In Jammu and Kashmir too, elections have always been questioned. Before the elections in 2002 and 2008, and bar the one in 1977, people's confidence in the entire process had taken a beating. The common refrain was that New Delhi either “manipulated or managed” the elections to “select” the men of its choice.
It was such an election in 1987 that turned the tide in Kashmir, enabling an armed militant struggle to occupy the political space. Hizbul Mujahideen chief Syed Salahuddin who fought those elections as Mohammad Yousuf Shah, told this writer “by large-scale rigging in those elections, New Delhi performed the last rites of democracy in Kashmir.”
It is another matter that the confidence deficit in the political system in PoK has not pushed the people towards militancy even though the issues causing discontent are eerily similar.
In Jammu and Kashmir, demands for restoration of greater autonomy are loudly voiced by parties like the National Conference and the People's Democratic Party (PDP), which describes it as “self-rule.”
These demands have an echo in PoK, where — if the political grapevine is to be believed — the ouster of Raja Farooq Haider as the Prime Minister was not purely because he lost confidence in the house but “manipulated” by Islamabad as he had turned more vocal in his demands for empowering his office.

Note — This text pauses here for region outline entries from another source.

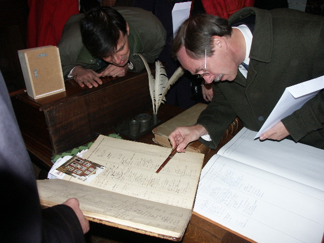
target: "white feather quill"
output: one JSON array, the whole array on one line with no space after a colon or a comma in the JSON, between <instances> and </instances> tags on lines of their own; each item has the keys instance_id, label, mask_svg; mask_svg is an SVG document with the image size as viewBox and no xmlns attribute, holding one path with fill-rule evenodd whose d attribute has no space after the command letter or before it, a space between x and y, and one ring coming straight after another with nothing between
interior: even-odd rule
<instances>
[{"instance_id":1,"label":"white feather quill","mask_svg":"<svg viewBox=\"0 0 324 243\"><path fill-rule=\"evenodd\" d=\"M168 78L167 72L164 66L159 61L155 62L155 78L154 78L151 72L147 62L144 57L140 54L137 54L144 63L147 74L148 74L148 86L150 95L152 99L153 106L153 113L157 114L157 110L161 103L166 102L166 95L173 85L184 73L184 70L181 67L179 67L172 75L170 79Z\"/></svg>"}]
</instances>

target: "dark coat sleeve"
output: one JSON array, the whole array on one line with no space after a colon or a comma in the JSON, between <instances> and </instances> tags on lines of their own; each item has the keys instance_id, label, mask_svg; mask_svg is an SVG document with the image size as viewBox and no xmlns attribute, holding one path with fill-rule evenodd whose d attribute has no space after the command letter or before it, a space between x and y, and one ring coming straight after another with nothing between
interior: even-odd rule
<instances>
[{"instance_id":1,"label":"dark coat sleeve","mask_svg":"<svg viewBox=\"0 0 324 243\"><path fill-rule=\"evenodd\" d=\"M58 205L42 210L35 175L8 90L0 72L1 242L84 242L73 210Z\"/></svg>"}]
</instances>

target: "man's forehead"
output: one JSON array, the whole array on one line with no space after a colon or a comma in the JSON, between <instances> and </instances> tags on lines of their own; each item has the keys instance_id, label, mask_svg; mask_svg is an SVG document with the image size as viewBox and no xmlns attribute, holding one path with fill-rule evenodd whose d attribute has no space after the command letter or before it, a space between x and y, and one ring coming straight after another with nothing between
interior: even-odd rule
<instances>
[{"instance_id":1,"label":"man's forehead","mask_svg":"<svg viewBox=\"0 0 324 243\"><path fill-rule=\"evenodd\" d=\"M194 74L197 73L204 67L199 66L199 65L202 65L200 63L201 61L194 59L190 57L187 53L186 49L184 47L180 48L177 54L177 57L182 66L190 72L191 74ZM205 65L205 63L204 65Z\"/></svg>"}]
</instances>

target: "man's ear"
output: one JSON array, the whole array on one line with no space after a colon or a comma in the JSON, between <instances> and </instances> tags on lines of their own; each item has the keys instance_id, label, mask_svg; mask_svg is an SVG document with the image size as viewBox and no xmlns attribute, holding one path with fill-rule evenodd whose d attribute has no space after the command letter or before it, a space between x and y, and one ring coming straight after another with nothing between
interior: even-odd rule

Mr. Haider had demanded that the Kashmir Council, headed by the Pakistan Prime Minister should not overrule the authority of the PoK government, particularly in financial matters. A general grievance is that PoK does not get an equal share in federal taxes nor has there been an equal share and representation in Pakistan's National Finance Commission Award.
As in Jammu and Kashmir, the tussle over water resources in PoK is another contentious issue that bedevils its relations with the Centre, with PoK demanding its share in the profits from Hydel power generated from the region. A long-standing wrangle over the Mangla dam has found new voice with the demand that PoK should get royalties just as the Khyber Pakhtunkhwa province is being duly compensated from the Tarbela dam.
People in PoK are concerned also about two more power projects being constructed by Chinese companies on the Neelum-Jhelum confluence and Kohala with a capacity of over 2,000 MW each. They fear that what they see as their just compensation will be looted from them.
Clearly, in PoK as in J&K, despite elections being held regularly, there is a feeling of being ridden roughshod by the Centre. Even if political relations between New Delhi and Srinagar are substantially different from those between Islamabad and Muzaffarabad, on both sides of the Line of Control (LoC), political discontent clearly revolves around similar issues, linked to “control” exerted by the respective capital cities and the demand for greater autonomy.